Do you remember your first car? Mine was a VW Beetle. I needed to make a dipstick to find out how much fuel I had in the tank. Cars were very different in those days.

Our first family car was a Ford New Beauty – my father was so proud of it. He called it ‘Airtight Annie’. It took two people to get it started. One to turn the engine over with a crank handle, and another to sit behind the driver’s wheel to work the choke and the spark levers. The battery was outside on the running board and the fuel tank was situated under the driver’s seat. The fuel was gravity fed into the engine. How cars have changed.

        Periodically the family saved enough money to visit my father’s sister, Winifred Winter, and her husband Nick – one of my father’s best friends. They left Wellington in 1930 to go farming at Whitehall at the back of Cambridge.

        One Christmas the family had arranged to spend a holiday on the farm. Normally the trip to Cambridge was via Palmerston North but this was a long expensive drive. Father consulted his IWANTA Road guide and found a shorter route from Hastings to Taihape via Kuripapango. He noted a small petrol pump on his map so he thought we would give it a go. In those days it was only a shingle road. It was not until the Second World War when we thought we were going to be invaded that it was upgraded into a decent road.  At that time our main army was kept in the middle of the North Island at the Waiouru Army Base so they could be rushed in any direction should we be invaded.

        So on Christmas Eve, we set out for the farm from Hastings in ‘Airtight Annie’ heavily loaded with basic supplies and many gifts.

        After an uneventful start, we reached Kuripapango where we had trouble opening a gate in the middle of a bridge, designed to keep rabbits out of Hawke’s Bay.

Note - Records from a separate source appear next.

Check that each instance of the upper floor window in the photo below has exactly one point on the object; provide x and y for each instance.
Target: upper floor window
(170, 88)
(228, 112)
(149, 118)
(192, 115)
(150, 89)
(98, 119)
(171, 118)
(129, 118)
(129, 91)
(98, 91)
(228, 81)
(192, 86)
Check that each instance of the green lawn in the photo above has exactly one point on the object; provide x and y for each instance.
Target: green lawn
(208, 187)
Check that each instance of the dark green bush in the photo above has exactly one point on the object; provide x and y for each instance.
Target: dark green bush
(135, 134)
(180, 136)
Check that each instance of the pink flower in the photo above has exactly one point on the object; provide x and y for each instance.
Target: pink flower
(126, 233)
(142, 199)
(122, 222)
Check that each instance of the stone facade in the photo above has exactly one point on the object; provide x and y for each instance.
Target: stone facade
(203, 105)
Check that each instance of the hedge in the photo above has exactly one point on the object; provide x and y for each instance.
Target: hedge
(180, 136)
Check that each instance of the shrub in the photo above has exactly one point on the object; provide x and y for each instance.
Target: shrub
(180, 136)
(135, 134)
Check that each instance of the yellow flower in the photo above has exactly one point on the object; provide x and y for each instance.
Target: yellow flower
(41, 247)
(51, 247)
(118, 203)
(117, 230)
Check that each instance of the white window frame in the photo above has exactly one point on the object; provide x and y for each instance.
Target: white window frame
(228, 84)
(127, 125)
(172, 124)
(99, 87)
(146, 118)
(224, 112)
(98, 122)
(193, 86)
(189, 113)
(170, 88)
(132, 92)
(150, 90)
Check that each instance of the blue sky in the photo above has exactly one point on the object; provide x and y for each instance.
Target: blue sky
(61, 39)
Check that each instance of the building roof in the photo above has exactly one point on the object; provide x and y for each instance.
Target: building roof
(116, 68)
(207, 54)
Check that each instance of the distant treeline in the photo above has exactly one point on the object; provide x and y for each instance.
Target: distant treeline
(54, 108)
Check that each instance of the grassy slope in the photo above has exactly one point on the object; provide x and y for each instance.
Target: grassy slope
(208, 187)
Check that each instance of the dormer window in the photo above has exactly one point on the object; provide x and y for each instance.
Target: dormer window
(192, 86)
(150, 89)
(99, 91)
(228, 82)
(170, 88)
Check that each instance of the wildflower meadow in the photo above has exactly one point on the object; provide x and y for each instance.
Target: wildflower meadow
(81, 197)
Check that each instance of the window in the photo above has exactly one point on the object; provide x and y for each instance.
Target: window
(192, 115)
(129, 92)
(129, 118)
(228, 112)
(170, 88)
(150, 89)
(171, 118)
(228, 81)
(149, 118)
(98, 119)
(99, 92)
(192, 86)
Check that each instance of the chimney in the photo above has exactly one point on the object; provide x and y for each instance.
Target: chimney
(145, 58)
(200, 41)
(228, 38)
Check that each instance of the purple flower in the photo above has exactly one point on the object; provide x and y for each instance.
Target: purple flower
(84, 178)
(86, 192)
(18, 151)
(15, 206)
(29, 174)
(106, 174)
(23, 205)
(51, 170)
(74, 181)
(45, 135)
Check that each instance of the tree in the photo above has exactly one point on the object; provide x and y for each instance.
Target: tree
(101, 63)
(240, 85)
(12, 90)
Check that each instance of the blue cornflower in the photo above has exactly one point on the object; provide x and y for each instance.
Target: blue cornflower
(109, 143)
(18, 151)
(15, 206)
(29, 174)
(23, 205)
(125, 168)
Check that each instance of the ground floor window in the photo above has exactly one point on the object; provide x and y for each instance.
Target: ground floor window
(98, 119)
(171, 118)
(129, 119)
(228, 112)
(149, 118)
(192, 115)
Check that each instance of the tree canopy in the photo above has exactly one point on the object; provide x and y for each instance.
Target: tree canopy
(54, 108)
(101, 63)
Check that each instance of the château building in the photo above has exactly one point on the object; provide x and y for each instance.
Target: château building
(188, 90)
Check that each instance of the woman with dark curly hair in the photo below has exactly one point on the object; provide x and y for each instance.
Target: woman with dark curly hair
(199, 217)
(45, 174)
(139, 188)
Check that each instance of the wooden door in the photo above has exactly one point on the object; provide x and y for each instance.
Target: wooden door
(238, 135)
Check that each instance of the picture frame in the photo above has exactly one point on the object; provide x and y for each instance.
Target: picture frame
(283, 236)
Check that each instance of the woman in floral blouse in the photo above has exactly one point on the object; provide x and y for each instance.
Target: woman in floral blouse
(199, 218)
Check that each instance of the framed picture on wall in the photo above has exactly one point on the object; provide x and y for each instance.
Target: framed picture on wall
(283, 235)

There was no sign of a petrol station and because of our gravity-fed petrol tank, we couldn’t get the car out of the valley. We didn’t have enough fuel to climb up ‘Gentle Annie’. Father backed down using his very large hand brake. The decision was taken to return to Hastings but when he tried he couldn’t get up the hill we had come down. There we were stuck in a valley. When he tried to turn around to go back to a sheep station to see if we could buy some fuel we got stuck between a bluff and a cliff completely blocking the road.  It was starting to get dark so we bedded down in the car for the night. Thank goodness there was no other traffic.

        The next morning mother guarded the car and my father and I set out on foot with an empty petrol can to see if we could find a farmhouse. On that isolated walk, I found a half crown coin on the road. I was permitted to keep it – a lot of money for a child in those days when my weekly wage for chores was one penny. (So my half-crown was equal to 30 weeks of work.)

        Two farm hands came to our aid. We managed to get a can of petrol and to push the car around before backing up the hill. and heading for home.

        Christmas dinner that day was a few leftover stale ham sandwiches.

        We arrive back home 48 hours after we set out much wiser and very tired. After a good night’s sleep, we departed once again for Cambridge but this time taking the long route.  Oh, the joys of motoring in those days.

Geoffrey Moss(mossassociates.co.nz)

One thought on “Q&A – Moss Memories 20 – Cambridge 1936

  1. Some rare insights into what our country was like to travel across in the mid thirties. Geoff was lucky to make this journey during the depression years.